How to use SSL / HTTPS effectively in your PHP website

So, you’ve got a big website with thousands of members, it brings in $50 a day, and your community couldn’t be happier. What could be better? HTTPS could be better.

There’s just something so exciting about that little padlock appearing beside your domain name. To your customers it shows that you care about their online safety, and that you want them to feel safe.

But, HTTPS can be a complete pain to code, and many people go about it completely the wrong way. So here’s my entry to help those of you struggling with integrating HTTPS in PHP.

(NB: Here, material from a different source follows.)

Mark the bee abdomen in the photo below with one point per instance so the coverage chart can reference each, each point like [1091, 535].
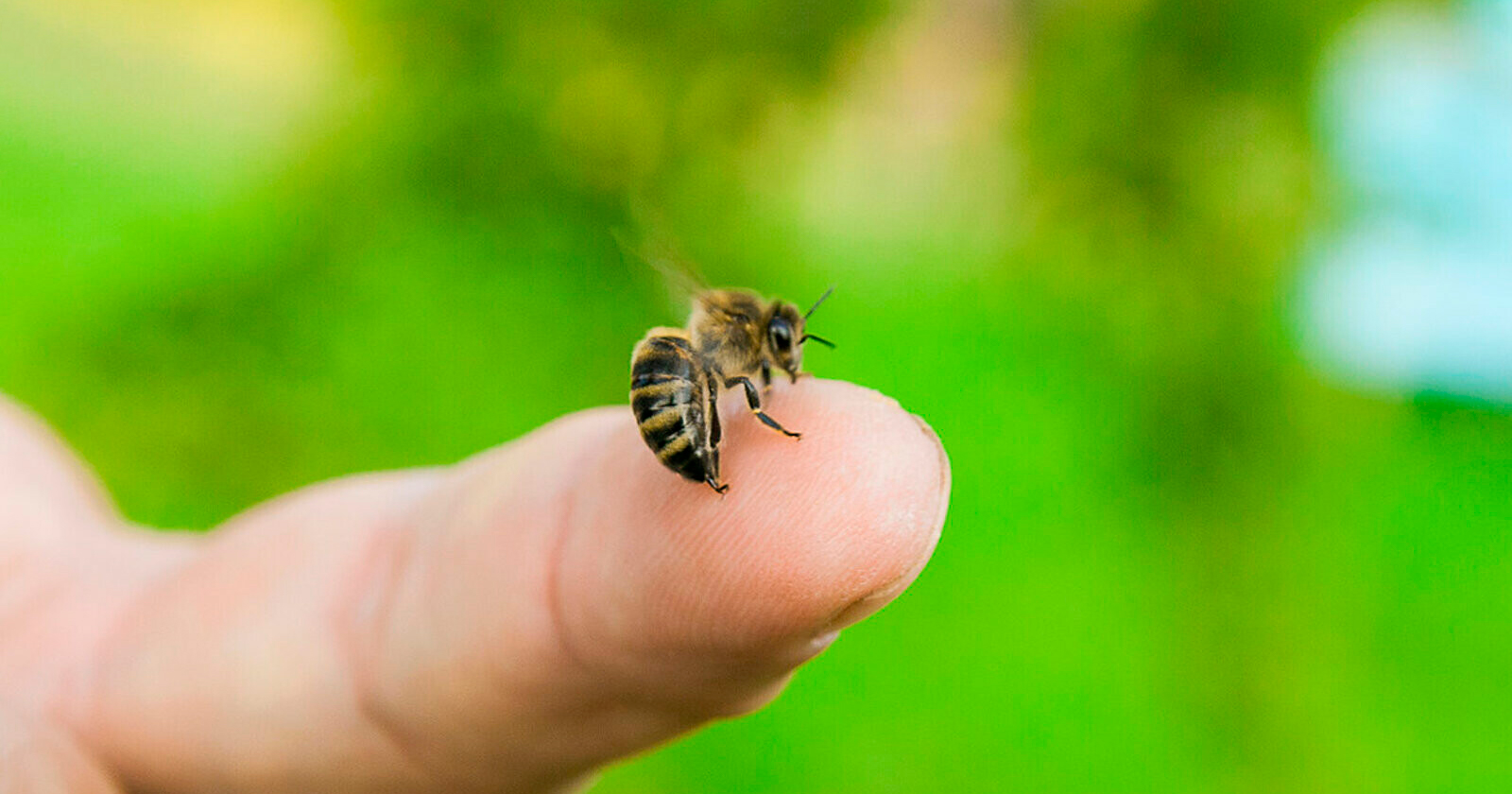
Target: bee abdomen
[667, 397]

Look to the right – wouldn’t you feel safer seeing padlocks everywhere? Your customers would too. But it really doesn’t need to be everywhere. If you served 100,000 pages a day, chances are only 1,000 of those pages need to be served securely. If we were running a shop front, selling computer parts, this is how the user’s actions would look in an ideal world:

1. User types in www.yourshop.co.uk and presses enter.
2. They type ‘computer monitor lead’ into the search box and hit enter.
3. They see that you have a wide range of leads available and spot the one they want. So they click ‘Add To Cart’.
4. They notice a cool TV Tuner in the similar items section, so they click that. Then they click ‘Add To Cart’ again.
5. Now they’ve had enough of running up a bill, so they click ‘Checkout’.
6. They type in their details, such as their first name, last name and address.
7. They fill in their credit card numbers.
8. They click Process and wait.
9. Your site serves them with the Checkout Complete page.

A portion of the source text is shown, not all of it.